1. A display module, comprising: A display panel includes a display area and a bonding area located on one side of the display area, the bonding area including chip pads; A driver circuit chip is bonded to a chip pad. The driver circuit chip includes a chip body and a plurality of chip pins. The chip pins are disposed on the surface of the chip body near the chip pad and are configured to connect to the chip pad. A conductive film is disposed between the driving circuit chip and the chip pad, and the conductive film is configured to bond the driving circuit chip to the chip pad. The thickness of the chip body is H1, and the thickness of the chip pin is h1. The thickness of the chip body and the thickness of the chip pin satisfy the relationship: h1 / H1 = 1.5%~2.5%.

2. The display module according to claim 1, wherein, The thickness of the chip body ranges from H1 to 300um to 600um.

3. The display module according to claim 1, wherein, The thickness of the chip pins ranges from 9µm to 15µm.

4. The display module according to claim 1 further includes a cover plate, the cover plate being disposed on the light-emitting side of the display area of ​​the display panel, the thickness of the cover plate being H4, and the thickness of the cover plate satisfying the relationship between the thickness of the chip body and the thickness of the chip body: H1 < H4.

5. The display module according to claim 4, wherein, The thickness of the cover plate ranges from H4 to 420 μm to 840 μm.

6. The display module according to any one of claims 1 to 5, wherein, The chip pad includes a pad body and multiple bonding pins. The bonding pins are disposed on the surface of the pad body near the driver circuit chip. The bonding pins are disposed corresponding to the chip pins and are configured to be bonded to the corresponding chip pins.

7. The display module according to claim 6, wherein, The thickness of the pad body is H2, and the thickness of the pad body and the thickness of the chip body satisfy the relationship: H2 > H1.

8. The display module according to claim 6, wherein, The thickness of the pad body is H2, and the thickness range of the pad body is: H2 = 700um to 850um.

9. The display module according to claim 6, wherein, The thickness of the pad body is H2, and the thickness of the bonding pin is h2. The thickness of the bonding pin and the thickness of the pad body satisfy the following relationship: h2 / H2 = 0.01% to 0.03%.
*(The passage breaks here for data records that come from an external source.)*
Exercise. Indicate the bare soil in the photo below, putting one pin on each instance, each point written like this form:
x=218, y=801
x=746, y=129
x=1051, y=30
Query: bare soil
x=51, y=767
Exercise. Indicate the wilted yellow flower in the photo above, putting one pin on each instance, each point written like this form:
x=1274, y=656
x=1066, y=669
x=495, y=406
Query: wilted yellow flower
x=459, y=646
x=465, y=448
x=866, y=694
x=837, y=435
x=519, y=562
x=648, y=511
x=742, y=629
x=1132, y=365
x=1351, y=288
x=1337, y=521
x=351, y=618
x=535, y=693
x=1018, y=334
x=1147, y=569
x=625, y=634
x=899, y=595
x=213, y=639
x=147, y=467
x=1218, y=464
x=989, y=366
10. The display module according to claim 6, wherein, The thickness of the bonding pin is h2, and the thickness range of the bonding pin is: h2 = 0.1um to 0.2um.

11. The display module according to claim 6, wherein, The conductive film includes an insulating body and a plurality of conductive particles disposed within the insulating body. The insulating body is disposed between the driving circuit chip and the chip pad. The plurality of conductive particles include a first particle, which is located in the insulating body between the chip pin and the bonding pin. The first particle is connected to the chip pin and the bonding pin respectively.

12. The display module according to claim 11, wherein, The thickness of the insulating body is H3, and the thickness of the insulating body and the thickness of the chip body satisfy the relationship: H3 < H1; and / or, the thickness of the insulating body and the thickness of the pad body satisfy the relationship: H3 < H2.

13. The display module according to claim 11, wherein, The thickness of the insulating body is H3, the thickness of the bonding pin is h2, and the thicknesses of the insulating body, the chip pin, and the bonding pin satisfy the relationship: H3 > h1 + h2.

14. The display module according to claim 11, wherein, The thickness of the insulating body is H3, and the thickness range of the insulating body is: H3 = 12um to 25um.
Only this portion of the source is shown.